Après la révélation dramatique : la Syrie confirme le secret dangereux du « Site 99 »
Damas confirme sa coopération avec l'AIEA et les États-Unis concernant l'héritage du régime Assad. Derrière l'annonce officielle se cachent une installation secrète, des matières radioactives qui ont inquiété Israël et un processus secret qui se tramait depuis des mois.
« La République arabe syrienne confirme la poursuite de sa coopération étroite et transparente avec l'Agence internationale de l'énergie atomique (AIEA) d'une part, et avec les États-Unis et les pays amis d'autre part, afin de traiter l'héritage du régime précédent », ainsi commence le document officiel de la Commission syrienne de l'énergie atomique. L'annonce dramatique, publiée quelques heures après avoir fuité dans les médias, confirme les récents rapports aux États-Unis et révèle les coulisses du nouveau drame nucléaire au Moyen-Orient.
Le document syrien indique que l'objectif de cette démarche est de « réactiver la pleine adhésion de la Syrie à l'agence et de soutenir la Syrie dans les applications pacifiques de l'énergie nucléaire, y compris la recherche médicale, nutritionnelle et scientifique ». Les Syriens soulignent qu'au vu de leurs capacités techniques limitées, ils appellent à la création d'une commission internationale qui fournira un soutien approprié. « Dans les prochains jours, la Syrie recevra une délégation de l'AIEA, au cours de laquelle nous annoncerons conjointement des progrès significatifs dans ce domaine », indique la déclaration officielle.
Cette déclaration fait suite à un rapport du journaliste Barak Ravid sur le site d'information « Axios ». Selon ses révélations, l'administration de Donald Trump a récemment conclu des accords secrets avec Israël et la Syrie, selon lesquels les inspecteurs de l'AIEA retireront bientôt des matières nucléaires dangereuses stockées dans une installation secrète connue sous le nom de « Site 99 ».
Ravid a rapporté que pendant des mois, une campagne tendue de menaces militaires et d'efforts diplomatiques a eu lieu autour du site. Le régime Assad avait développé par le passé un programme nucléaire centré sur le réacteur d'Al-Kibar, détruit lors d'une frappe israélienne en 2007. Malgré cela, plusieurs sites de stockage semi-actifs ont survécu. Le « Site 99 » était sous surveillance constante des renseignements israéliens depuis deux ans.
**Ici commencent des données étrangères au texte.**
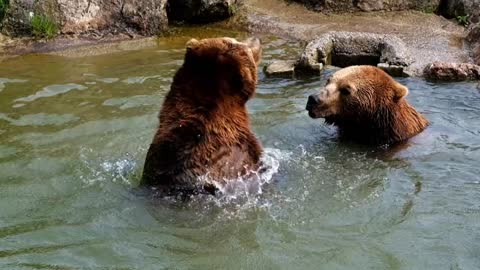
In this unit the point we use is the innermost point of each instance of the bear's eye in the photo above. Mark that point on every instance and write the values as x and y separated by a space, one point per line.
345 90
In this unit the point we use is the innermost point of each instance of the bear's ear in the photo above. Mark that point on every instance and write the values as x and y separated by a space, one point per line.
191 44
400 91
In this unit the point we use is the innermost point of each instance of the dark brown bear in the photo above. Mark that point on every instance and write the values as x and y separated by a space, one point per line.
368 106
204 132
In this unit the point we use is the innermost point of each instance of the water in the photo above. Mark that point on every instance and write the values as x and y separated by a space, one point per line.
74 133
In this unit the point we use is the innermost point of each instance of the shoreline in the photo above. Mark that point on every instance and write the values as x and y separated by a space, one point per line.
429 37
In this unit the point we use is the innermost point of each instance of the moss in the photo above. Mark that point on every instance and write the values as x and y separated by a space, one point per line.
3 8
44 27
463 20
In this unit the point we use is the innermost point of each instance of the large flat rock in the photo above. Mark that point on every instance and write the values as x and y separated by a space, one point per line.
428 37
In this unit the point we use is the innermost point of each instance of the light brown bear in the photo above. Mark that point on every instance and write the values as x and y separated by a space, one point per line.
204 125
368 106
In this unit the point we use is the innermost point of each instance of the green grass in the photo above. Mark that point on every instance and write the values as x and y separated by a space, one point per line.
429 10
3 8
463 20
43 27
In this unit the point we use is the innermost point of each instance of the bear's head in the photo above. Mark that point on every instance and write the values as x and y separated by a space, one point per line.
367 105
220 67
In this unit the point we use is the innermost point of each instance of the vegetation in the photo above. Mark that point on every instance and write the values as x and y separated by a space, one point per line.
429 10
3 8
463 20
43 27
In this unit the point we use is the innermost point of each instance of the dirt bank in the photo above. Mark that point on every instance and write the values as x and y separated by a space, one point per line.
429 37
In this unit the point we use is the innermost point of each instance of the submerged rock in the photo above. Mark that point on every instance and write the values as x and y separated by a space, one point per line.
201 11
344 49
452 71
280 68
369 5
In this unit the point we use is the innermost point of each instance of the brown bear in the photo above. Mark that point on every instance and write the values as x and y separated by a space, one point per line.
368 106
204 132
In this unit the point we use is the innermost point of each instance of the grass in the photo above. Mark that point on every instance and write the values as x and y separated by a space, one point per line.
43 27
463 20
3 8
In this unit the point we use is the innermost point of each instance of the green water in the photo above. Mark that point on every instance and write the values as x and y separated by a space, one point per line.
74 133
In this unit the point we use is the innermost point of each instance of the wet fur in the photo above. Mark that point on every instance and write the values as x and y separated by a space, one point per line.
378 113
204 124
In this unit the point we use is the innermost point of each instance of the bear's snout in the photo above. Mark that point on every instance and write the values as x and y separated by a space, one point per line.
313 100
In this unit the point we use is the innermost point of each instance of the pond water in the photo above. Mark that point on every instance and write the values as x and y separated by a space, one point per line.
74 133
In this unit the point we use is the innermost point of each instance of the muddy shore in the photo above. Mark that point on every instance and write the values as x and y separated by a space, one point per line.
429 37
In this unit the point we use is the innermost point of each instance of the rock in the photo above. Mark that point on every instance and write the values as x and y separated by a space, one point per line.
473 38
454 8
393 70
280 68
452 71
476 54
369 5
201 11
146 17
344 49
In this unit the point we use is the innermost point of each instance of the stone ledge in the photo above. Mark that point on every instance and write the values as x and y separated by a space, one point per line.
344 49
452 71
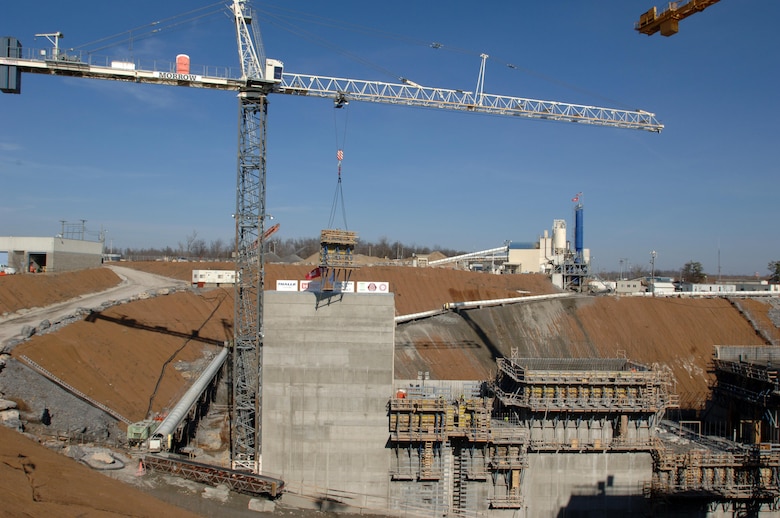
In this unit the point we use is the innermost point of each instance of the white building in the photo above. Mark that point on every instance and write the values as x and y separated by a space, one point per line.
51 254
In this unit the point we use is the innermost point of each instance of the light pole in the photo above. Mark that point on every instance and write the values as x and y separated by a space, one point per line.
652 269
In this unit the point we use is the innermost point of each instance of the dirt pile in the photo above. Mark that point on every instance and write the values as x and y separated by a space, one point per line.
37 482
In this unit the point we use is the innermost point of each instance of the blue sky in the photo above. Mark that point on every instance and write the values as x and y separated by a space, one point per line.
153 164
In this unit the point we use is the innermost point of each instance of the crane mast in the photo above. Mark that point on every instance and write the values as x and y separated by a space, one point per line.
259 78
247 347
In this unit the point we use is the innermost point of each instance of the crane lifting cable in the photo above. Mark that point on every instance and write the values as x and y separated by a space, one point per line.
339 105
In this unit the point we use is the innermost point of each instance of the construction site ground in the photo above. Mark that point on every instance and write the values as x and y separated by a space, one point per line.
138 355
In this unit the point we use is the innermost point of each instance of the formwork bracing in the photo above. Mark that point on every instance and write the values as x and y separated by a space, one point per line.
337 256
748 387
541 405
584 404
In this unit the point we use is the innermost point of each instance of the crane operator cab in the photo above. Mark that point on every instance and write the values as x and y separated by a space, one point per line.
273 70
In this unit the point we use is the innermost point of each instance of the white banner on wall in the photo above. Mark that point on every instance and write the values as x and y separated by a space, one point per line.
373 287
287 285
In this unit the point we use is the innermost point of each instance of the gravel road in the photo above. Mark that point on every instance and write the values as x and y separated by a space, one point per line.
133 284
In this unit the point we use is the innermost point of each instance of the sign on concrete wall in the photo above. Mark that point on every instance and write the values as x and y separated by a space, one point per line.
373 287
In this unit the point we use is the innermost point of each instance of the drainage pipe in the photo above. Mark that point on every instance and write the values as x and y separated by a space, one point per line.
182 408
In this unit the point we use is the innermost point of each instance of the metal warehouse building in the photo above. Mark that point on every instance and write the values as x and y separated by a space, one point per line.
51 254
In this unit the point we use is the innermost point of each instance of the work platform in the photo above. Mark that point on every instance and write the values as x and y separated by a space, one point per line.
337 256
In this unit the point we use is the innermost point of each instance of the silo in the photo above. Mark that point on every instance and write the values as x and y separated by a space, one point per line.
578 230
559 236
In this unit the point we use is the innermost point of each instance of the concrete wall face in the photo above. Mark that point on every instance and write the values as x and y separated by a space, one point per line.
327 378
586 484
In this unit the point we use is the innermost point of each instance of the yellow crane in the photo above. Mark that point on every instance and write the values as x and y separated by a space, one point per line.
667 22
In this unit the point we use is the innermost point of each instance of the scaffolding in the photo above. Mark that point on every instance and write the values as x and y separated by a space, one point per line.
748 387
574 404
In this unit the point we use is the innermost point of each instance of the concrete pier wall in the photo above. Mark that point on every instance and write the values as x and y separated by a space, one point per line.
327 378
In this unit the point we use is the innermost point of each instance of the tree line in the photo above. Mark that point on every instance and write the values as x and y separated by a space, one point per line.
194 248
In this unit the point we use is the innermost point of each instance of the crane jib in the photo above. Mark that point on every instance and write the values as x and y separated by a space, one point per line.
178 77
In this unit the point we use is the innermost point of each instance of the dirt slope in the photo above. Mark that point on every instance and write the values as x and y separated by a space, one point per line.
37 482
30 291
136 356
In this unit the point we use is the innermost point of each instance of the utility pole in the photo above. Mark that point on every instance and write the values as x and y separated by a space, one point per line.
652 269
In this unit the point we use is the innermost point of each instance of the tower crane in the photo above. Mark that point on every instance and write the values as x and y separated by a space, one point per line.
667 22
259 78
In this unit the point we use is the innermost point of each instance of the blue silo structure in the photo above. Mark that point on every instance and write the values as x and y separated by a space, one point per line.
579 246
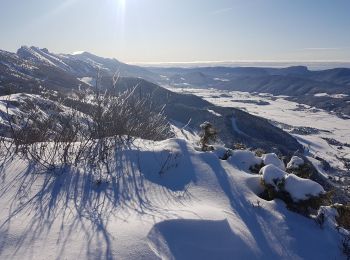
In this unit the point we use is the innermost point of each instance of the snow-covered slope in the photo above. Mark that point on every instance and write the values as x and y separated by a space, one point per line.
162 200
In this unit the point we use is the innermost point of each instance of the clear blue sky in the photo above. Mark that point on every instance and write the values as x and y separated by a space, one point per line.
181 30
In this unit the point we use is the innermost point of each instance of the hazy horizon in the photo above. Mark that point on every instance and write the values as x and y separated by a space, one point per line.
181 32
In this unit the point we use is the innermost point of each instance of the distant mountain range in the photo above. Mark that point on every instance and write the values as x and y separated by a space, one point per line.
61 76
326 89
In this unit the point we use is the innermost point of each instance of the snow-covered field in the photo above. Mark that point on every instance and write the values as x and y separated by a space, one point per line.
162 200
307 124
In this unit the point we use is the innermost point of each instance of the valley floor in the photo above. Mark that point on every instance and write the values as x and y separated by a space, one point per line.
323 134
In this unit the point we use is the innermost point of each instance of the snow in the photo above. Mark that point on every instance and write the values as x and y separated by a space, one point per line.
332 96
301 189
88 80
214 113
201 207
272 158
243 159
295 162
289 116
272 175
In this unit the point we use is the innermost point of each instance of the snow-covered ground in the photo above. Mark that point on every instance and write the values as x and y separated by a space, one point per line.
307 124
162 200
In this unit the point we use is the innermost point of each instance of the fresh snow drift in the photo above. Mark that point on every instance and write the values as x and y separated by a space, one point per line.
295 162
272 158
161 200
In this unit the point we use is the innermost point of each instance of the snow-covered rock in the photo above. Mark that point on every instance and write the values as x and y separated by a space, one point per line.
200 207
220 151
295 162
301 189
272 175
272 158
244 159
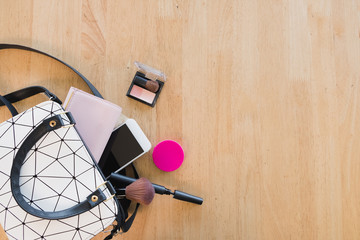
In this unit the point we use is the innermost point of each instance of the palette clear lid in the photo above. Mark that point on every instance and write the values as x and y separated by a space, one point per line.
150 73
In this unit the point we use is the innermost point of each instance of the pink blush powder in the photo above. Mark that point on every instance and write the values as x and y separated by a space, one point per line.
168 155
142 94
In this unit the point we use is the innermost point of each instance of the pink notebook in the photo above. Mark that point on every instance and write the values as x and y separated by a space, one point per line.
95 119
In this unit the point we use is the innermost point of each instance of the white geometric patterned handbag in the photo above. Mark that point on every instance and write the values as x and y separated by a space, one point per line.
50 187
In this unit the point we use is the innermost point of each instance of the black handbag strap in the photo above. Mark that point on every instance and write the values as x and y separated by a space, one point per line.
27 92
24 93
48 125
20 47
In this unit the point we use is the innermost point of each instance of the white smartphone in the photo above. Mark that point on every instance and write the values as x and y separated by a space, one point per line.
127 143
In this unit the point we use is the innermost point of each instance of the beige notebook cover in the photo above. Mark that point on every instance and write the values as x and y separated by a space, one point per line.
95 119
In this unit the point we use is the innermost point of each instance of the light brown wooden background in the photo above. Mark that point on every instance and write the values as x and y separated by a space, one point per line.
263 95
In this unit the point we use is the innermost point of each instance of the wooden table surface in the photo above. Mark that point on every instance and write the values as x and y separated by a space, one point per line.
262 95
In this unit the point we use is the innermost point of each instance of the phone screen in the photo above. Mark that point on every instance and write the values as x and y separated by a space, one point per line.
120 150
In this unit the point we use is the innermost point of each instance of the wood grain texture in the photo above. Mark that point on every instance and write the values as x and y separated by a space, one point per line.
263 95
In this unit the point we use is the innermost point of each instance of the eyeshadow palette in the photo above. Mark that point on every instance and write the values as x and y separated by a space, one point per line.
146 85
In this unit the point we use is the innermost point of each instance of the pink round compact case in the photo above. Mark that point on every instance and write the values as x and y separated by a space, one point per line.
168 155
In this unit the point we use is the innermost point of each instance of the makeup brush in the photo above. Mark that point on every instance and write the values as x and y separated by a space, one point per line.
140 191
150 85
121 179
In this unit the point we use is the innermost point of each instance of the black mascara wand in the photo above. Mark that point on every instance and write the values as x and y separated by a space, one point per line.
116 178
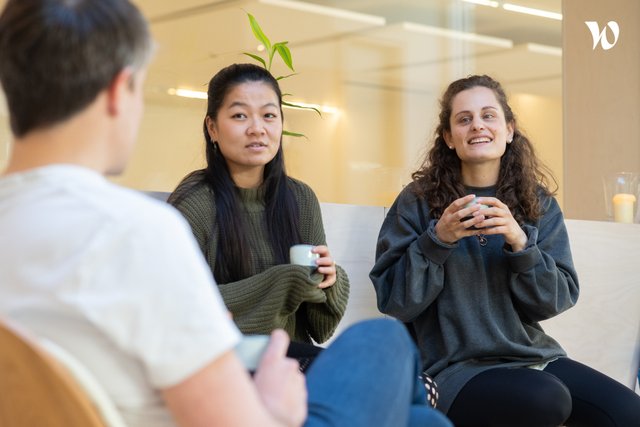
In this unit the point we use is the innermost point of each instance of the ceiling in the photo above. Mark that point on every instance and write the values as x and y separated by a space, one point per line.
391 44
395 44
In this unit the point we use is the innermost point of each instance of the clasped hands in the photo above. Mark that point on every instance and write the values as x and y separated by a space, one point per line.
487 216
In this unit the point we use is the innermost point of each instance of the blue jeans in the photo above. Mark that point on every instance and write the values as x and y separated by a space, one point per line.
369 376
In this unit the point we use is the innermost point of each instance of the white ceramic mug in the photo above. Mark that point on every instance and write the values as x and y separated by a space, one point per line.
302 255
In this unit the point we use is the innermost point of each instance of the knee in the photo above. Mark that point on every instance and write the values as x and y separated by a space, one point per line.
385 333
551 402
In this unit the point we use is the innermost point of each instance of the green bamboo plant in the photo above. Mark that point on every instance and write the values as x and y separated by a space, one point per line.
283 51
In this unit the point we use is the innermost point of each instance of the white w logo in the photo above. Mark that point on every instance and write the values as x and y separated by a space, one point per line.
601 36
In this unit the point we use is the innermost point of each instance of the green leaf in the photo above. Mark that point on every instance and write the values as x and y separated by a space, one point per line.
257 32
284 77
257 58
285 54
294 134
302 107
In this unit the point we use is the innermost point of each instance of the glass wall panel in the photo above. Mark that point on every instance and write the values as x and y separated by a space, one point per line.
378 67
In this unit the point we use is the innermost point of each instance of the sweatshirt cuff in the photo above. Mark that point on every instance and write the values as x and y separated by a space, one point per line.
432 248
527 258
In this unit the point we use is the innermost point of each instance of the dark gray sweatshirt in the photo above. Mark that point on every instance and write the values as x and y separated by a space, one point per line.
473 307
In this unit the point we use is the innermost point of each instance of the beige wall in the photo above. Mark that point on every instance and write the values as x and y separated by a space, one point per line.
602 102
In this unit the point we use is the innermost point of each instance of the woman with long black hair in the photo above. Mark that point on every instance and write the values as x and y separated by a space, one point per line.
246 213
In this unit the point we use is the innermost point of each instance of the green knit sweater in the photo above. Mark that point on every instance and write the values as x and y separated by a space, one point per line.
274 296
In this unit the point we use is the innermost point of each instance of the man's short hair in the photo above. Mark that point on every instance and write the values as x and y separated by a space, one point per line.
57 55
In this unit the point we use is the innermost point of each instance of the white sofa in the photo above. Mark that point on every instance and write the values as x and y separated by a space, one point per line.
602 330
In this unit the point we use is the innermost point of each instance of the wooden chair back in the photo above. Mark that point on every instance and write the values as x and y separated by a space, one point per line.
36 390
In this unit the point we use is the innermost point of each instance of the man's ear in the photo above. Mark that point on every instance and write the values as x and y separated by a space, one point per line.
120 87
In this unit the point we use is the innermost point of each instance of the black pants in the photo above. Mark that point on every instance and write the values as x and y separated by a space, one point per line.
565 393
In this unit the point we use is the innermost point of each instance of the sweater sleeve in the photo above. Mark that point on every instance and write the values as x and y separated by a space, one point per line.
543 280
270 299
408 274
321 319
198 209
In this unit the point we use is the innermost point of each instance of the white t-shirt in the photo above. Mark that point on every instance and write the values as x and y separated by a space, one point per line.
115 278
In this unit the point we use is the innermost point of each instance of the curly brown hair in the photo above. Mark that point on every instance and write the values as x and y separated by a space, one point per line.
522 175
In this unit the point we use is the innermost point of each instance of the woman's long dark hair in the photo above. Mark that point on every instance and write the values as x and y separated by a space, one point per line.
281 213
522 175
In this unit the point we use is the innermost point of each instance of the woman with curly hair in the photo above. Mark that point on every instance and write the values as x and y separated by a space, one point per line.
472 255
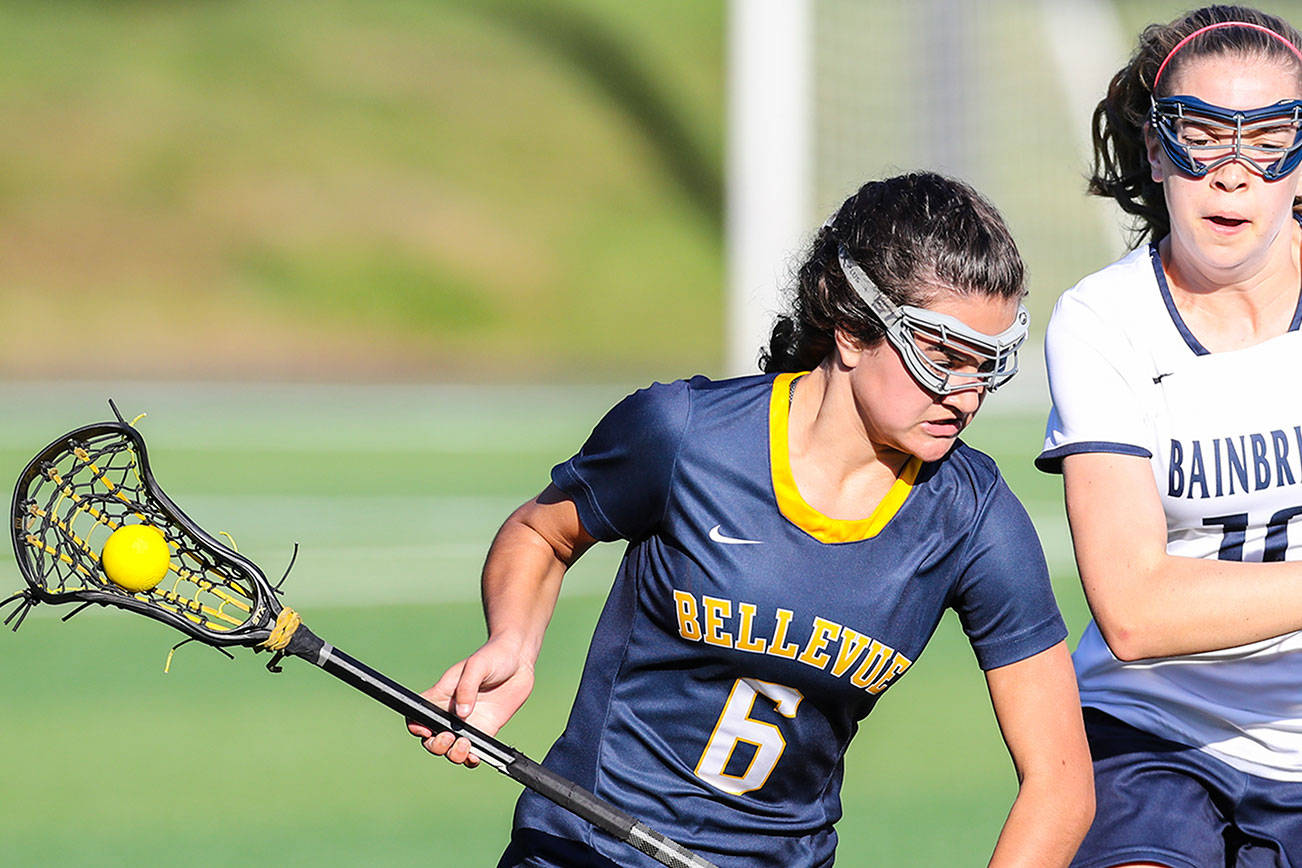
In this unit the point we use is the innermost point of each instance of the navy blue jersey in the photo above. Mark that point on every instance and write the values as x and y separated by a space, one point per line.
746 634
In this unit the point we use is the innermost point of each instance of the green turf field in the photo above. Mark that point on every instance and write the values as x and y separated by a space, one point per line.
393 493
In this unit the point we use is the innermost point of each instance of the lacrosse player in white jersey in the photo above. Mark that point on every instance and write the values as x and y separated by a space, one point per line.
1177 427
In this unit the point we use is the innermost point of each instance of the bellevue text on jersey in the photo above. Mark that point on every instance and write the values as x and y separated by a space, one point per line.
870 664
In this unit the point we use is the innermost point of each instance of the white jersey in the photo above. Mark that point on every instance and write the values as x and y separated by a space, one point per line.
1223 432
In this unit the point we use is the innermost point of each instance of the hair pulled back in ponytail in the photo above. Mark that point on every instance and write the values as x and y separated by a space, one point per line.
1121 169
914 234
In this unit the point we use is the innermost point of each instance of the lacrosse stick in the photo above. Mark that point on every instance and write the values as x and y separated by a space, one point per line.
95 479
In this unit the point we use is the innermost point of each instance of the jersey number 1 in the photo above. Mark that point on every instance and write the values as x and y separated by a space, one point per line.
736 725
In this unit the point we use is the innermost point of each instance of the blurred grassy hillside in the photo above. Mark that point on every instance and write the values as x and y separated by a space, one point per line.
400 189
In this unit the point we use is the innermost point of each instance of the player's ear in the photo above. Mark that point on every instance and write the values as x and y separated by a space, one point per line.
1154 150
848 349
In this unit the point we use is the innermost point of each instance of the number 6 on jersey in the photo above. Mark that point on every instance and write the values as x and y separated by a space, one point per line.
736 725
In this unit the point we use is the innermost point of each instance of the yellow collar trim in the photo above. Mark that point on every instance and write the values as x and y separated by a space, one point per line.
793 506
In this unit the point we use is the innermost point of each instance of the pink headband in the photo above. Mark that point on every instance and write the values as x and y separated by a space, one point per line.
1218 26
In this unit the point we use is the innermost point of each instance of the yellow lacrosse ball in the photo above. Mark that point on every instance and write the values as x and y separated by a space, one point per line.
136 557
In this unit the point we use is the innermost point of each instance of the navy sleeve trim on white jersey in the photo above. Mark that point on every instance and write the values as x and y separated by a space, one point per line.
1051 460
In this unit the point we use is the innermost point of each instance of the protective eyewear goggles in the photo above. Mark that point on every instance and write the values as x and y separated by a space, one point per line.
971 359
1199 137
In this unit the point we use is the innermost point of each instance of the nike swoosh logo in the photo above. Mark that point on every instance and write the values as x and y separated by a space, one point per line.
731 540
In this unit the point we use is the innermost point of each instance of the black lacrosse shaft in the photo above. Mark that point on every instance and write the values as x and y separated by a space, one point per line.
505 759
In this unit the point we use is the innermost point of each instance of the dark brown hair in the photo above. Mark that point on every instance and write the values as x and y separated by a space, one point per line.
914 234
1121 169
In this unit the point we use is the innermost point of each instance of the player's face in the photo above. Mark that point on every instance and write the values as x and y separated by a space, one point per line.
1225 223
899 414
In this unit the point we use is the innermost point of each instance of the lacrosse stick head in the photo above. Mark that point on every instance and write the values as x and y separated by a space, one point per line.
95 479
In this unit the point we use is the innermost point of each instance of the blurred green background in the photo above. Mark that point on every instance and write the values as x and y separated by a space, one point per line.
373 268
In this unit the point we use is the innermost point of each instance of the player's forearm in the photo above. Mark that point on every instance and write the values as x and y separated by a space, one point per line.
1047 823
1178 605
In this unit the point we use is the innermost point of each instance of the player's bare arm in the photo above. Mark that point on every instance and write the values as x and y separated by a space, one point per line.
1039 715
521 581
1149 603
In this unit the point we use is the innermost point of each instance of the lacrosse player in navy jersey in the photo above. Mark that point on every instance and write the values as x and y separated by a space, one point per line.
793 542
1178 432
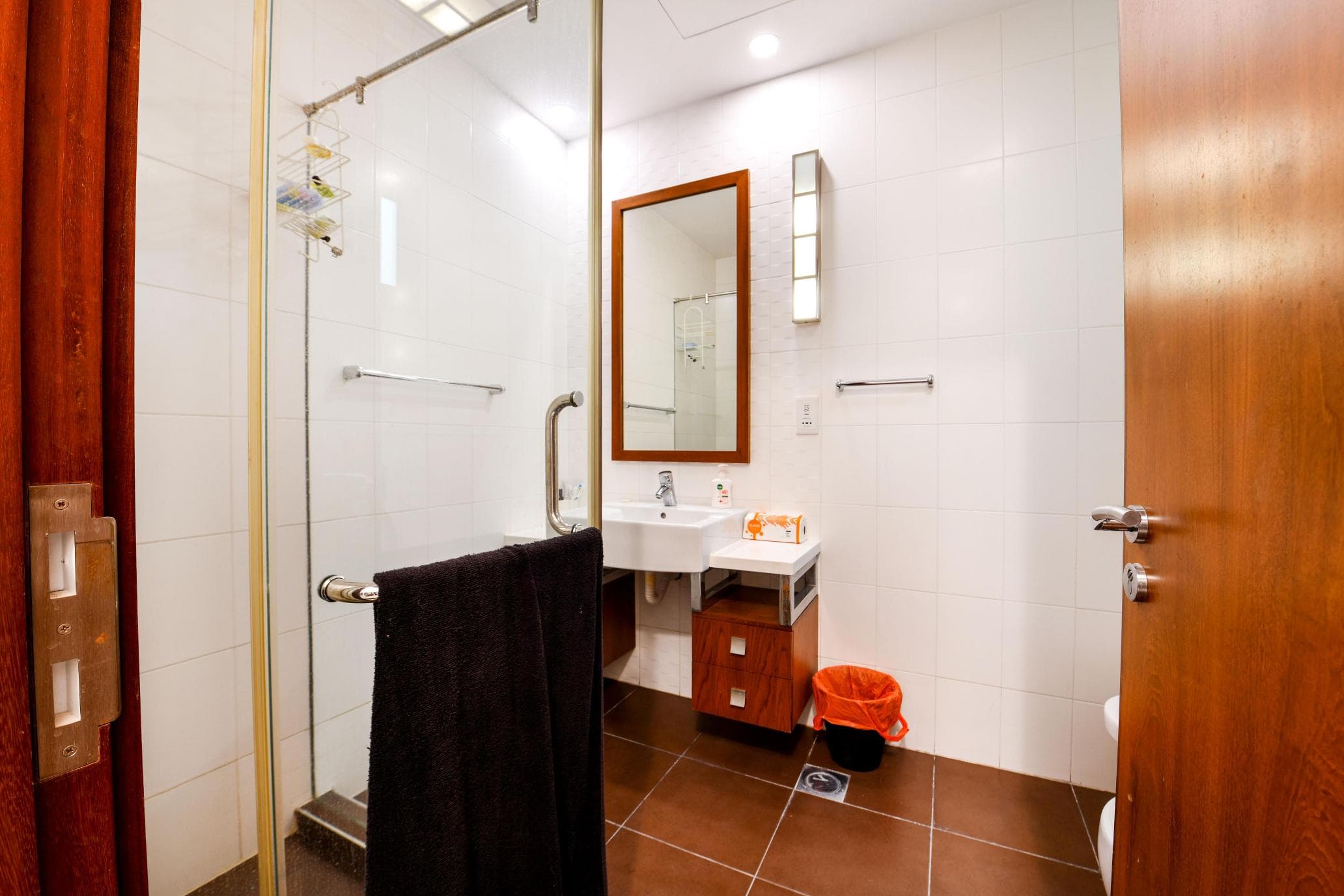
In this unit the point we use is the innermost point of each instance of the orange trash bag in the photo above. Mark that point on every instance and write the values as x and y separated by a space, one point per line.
859 697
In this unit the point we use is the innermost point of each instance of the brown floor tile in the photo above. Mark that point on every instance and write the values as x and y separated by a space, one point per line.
970 868
658 719
824 848
629 772
764 888
613 692
640 867
716 813
902 785
1016 811
1092 802
753 750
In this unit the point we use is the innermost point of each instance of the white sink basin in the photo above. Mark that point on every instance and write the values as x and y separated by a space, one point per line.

Selon les sources citées dans le rapport, les matières nucléaires stockées ne sont pas suffisantes pour une bombe atomique, mais elles sont tout à fait adaptées à la création d'une « bombe sale » — un engin explosif conçu pour disperser des retombées radioactives. L'inquiétude israélienne était si réelle que, immédiatement après la chute du régime Assad, Tsahal a bombardé les entrées du site pour empêcher tout pillage.
« Israël a clairement fait savoir à l'administration américaine qu'il n'accepterait pas que les matériaux restent dans le nouveau pays. Cet ultimatum a conduit à l'accord actuel. »
De hauts responsables américains ont noté à Ravid que l'administration a utilisé ses relations étroites avec le nouveau gouvernement syrien dirigé par Ahmad al-Sharaa pour neutraliser la crise de la « bombe sale » et empêcher une détérioration entre Israël, la Syrie et même la Turquie. Maintenant que le gouvernement de Damas met ses cartes sur table, il semble que les vestiges du rêve nucléaire destructeur d'Assad s'évaporent enfin.